Если происходило почти чудо и вы преодолевали все вступительные препоны, то получали восхитительную возможность пять лет бездельничать. Нельзя же было считать настоящей работой чтение любимых книг и диагональный просмотр нелюбимых. Какие были годы надежд и какие книги! Отошли в прошлое забубённые «Белые берёзы» и «Кавалер Золотой звезды». Наша жизнь была взорвана романами Ремарка и ещё более Хемингуэем. А за ними уже вырастали глыбы Фолкнера и Вулфа. Они подарили нам понятие самоценности личности и гордый индивидуализм, помогли нам никогда уже не возвращаться, чтобы с нами ни случилось, в закоулки коллективного сознания, и теперь всегда где-то впереди и над нами белели недостижимые и нетронутые снега Килиманджаро.
Иногда это безмятежное существование прерывалось экскурсами в сравнительное языкознание или историческую грамматику. И вот когда вы окончательно привыкали к этой интересной и необременительной жизни, вдруг стремительно и неотвратимо приблизилась вторая проблема — распределение.
В начале шестидесятых годов будто бы появились — мы так думали — слабые ростки демократии. Нам объявили, что на заседание комиссии по распределению мы будем входить в соответствии со своим средним баллом, что давало первым возможность маленького, но выбора. И хотя я была в первом десятке, всё произошло быстро и безвариантно: через пять
минут я снова стояла в коридоре и рассматривала листок, на котором было написано место моей новой жизни: Тернопольская область, село Дощовый Кут, что в переводе на русский означает Дождливый Угол.

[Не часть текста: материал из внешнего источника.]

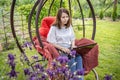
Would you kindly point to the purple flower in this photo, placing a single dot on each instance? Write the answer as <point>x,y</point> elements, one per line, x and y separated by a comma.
<point>38,66</point>
<point>32,77</point>
<point>27,71</point>
<point>80,72</point>
<point>54,64</point>
<point>43,77</point>
<point>12,73</point>
<point>73,53</point>
<point>62,59</point>
<point>35,57</point>
<point>108,77</point>
<point>11,57</point>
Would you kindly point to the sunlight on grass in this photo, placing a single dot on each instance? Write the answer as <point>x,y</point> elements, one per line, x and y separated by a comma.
<point>107,36</point>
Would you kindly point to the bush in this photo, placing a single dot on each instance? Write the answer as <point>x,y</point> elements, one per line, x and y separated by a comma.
<point>101,15</point>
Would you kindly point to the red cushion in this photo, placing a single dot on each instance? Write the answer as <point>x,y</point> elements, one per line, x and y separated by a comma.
<point>45,25</point>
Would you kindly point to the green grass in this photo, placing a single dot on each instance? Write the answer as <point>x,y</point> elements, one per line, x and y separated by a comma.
<point>107,36</point>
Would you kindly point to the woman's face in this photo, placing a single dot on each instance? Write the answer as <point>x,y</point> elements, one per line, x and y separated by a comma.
<point>64,18</point>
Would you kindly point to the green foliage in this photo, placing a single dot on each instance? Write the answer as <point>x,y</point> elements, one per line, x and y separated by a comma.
<point>108,13</point>
<point>114,14</point>
<point>109,49</point>
<point>101,15</point>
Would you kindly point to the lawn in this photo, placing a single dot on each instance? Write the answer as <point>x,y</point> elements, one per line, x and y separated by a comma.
<point>107,36</point>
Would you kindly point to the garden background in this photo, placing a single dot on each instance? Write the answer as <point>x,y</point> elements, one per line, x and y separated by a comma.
<point>107,33</point>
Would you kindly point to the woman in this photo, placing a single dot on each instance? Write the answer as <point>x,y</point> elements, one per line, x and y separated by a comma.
<point>61,35</point>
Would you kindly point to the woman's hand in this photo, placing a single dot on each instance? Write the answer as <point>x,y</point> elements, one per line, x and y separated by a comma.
<point>66,50</point>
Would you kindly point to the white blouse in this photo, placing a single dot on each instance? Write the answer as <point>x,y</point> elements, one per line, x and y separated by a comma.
<point>62,37</point>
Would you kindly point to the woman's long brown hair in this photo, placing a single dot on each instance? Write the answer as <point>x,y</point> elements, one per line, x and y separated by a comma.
<point>57,22</point>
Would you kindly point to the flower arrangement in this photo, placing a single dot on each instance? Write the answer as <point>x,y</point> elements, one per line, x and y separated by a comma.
<point>59,69</point>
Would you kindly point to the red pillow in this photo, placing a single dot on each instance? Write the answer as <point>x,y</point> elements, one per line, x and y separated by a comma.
<point>45,25</point>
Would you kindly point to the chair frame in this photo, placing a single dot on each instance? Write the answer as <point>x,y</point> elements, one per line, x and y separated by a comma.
<point>40,4</point>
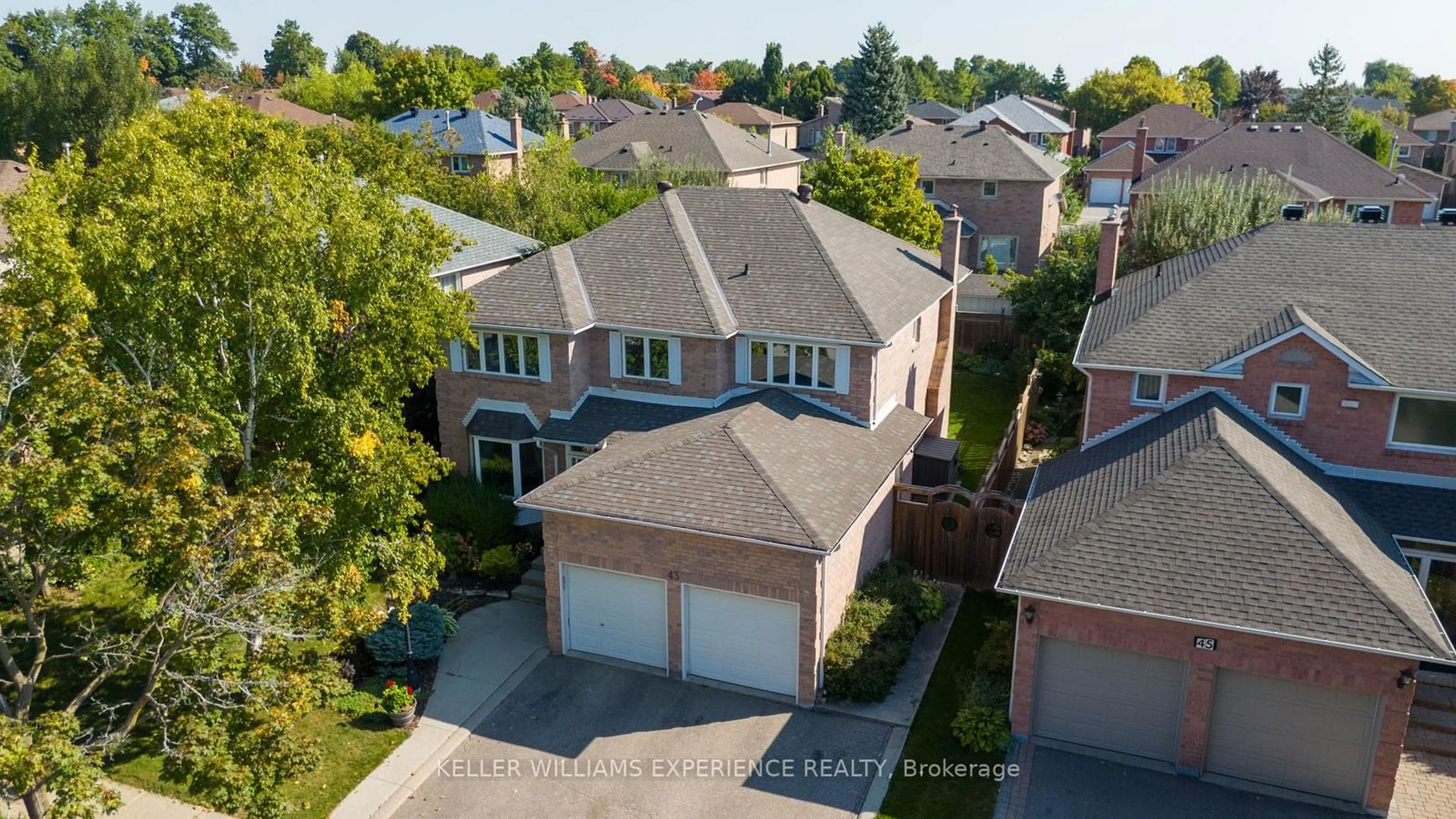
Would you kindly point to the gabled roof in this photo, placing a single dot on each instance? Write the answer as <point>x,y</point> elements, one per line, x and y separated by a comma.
<point>1435,121</point>
<point>715,261</point>
<point>274,105</point>
<point>610,110</point>
<point>1379,293</point>
<point>1202,513</point>
<point>768,467</point>
<point>934,110</point>
<point>1018,114</point>
<point>478,133</point>
<point>957,152</point>
<point>681,136</point>
<point>1304,155</point>
<point>1167,120</point>
<point>488,244</point>
<point>747,114</point>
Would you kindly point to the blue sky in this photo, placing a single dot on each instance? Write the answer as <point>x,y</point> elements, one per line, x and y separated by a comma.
<point>1083,36</point>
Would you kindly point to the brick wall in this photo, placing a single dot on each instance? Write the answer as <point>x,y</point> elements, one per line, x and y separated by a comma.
<point>698,560</point>
<point>1269,656</point>
<point>1353,436</point>
<point>1027,210</point>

И вот последний месяц каникул или первый месяц отпуска пролетел, и первого августа в недоумении стояла я на подножке автобуса, который привёз меня в этот Кут. Но стоять бесконечно долго невозможно, и я сделала первый шаг к своей самостоятельной жизни. Он, первый шаг, привёл меня в глубокую колдобину, наполненную вязкой грязью. Голубые босоножки полностью утонули в ней и, как я сразу же поняла, были безнадёжно испорчены. Автобус, громыхая сочленениями, уехал, а я стояла в этой колдобине, криво поставив ноги и не меняя позы, потому что боялась погрузиться в грязь ещё глубже, и ожидала аборигена. Наконец появился подросток в высоких резиновых сапогах, которые, как я уже поняла, были здесь всесезонной обувью.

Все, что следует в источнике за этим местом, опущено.